New project: Tina wants to choose from her vast archive of 20-up slide pages—her reference shooting for painting material for the forty or so years she shot slides for reference. So, this weekend we did some tests with my Epson V-750 and its never before used, 12-up, slide holder. The idea was we'd scan the selects and make them into .jpg files to load onto her iPad for easy reference. The 750's performance in this mode with the EpsonScan software is, ahem, underwhelming, which could be another post. When I tried to actuate the included SilverFast software on this 3.5 year old scanner (with earlier printers I'd found SilverFast better than manufacturers' software for color work, although I hated the interface) what transpired could be another post, about wasting half of this morning.
So, over the weekend we tried to light up the ol' lightbox for Tina to look at the sheets, examine individual slides with a loupe, and pull them for scanning.

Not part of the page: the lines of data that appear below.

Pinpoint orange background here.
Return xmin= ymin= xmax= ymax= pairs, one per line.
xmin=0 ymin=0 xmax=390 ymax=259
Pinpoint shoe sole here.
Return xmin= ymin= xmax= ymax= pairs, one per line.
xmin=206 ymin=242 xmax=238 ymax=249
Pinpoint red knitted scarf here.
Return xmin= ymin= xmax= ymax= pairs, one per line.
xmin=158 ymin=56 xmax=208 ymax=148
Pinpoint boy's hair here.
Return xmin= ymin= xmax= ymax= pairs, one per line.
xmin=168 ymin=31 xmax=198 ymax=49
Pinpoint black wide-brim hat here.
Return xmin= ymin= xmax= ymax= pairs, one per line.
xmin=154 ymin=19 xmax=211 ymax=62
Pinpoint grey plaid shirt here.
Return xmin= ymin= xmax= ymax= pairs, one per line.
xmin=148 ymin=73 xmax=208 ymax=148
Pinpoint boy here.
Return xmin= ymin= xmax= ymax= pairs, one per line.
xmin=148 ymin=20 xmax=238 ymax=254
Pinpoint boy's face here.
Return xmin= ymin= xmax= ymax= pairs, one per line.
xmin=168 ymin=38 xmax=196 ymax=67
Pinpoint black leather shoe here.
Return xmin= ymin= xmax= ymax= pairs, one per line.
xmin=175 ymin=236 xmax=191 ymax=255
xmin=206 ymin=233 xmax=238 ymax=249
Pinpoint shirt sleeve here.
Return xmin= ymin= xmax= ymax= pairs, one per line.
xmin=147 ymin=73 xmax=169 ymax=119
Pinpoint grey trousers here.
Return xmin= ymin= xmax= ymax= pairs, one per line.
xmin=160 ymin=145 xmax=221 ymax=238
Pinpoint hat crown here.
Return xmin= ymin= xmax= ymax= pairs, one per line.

It wouldn't light up. A little flicker, a dull glow. I'm not an electrician, but I know enough that I don't know whether it's the tubes, the ballast, or the switch. What to do? The simplest answer would be to replace the tubes since the switch seemed to work and ballasts tend to fail completely, not partially.
Let's go to, "the catalog"—the B&H website. Tina pointed out, "haven't you owned this for, like, forty years?" which was all too true. The manufacturer, Logan, still makes a few lightbox models, but none of them even resemble this one, or could possibly use the same tubes, making it unlikely I can order replacements. They have other models, as do a few other manufacturers, with much higher specifications and utterly stunning prices. Not going there for what we want to do with this tool.
So I took the thing apart. The tubes revealed a nomenclature claiming excellent, CR90, color correction (way back then!), and a brand name that Google can't find.
This is where simple comes in again. Tina doesn't want to evaluate the color balance of her moldy 40 year old slides, she wants to decide which of them she wants to get into a form that she can put into a reasonable and somewhat zoomable view on her iPad, as reminders of the original place. I need to be able to make rough digital proofs of future ULF negatives, which will be converted to grayscale. Down at Ken's Ace Hardware, I found that 20 watt 24" brand name tubes cost 12 bucks, and off-brand ones cost 8. Parting with $16 plus tax, I came back and found that it had been the tubes; these new ones lit right up. With the box put back together, I immediately saw that the color was yukky compared to what the unit had presented with the dedicated tubes, and also quite a bit too bright. Thing is, neither of those means anything for what either Tina or I want to do with it. A simple solution is perfectly adequate.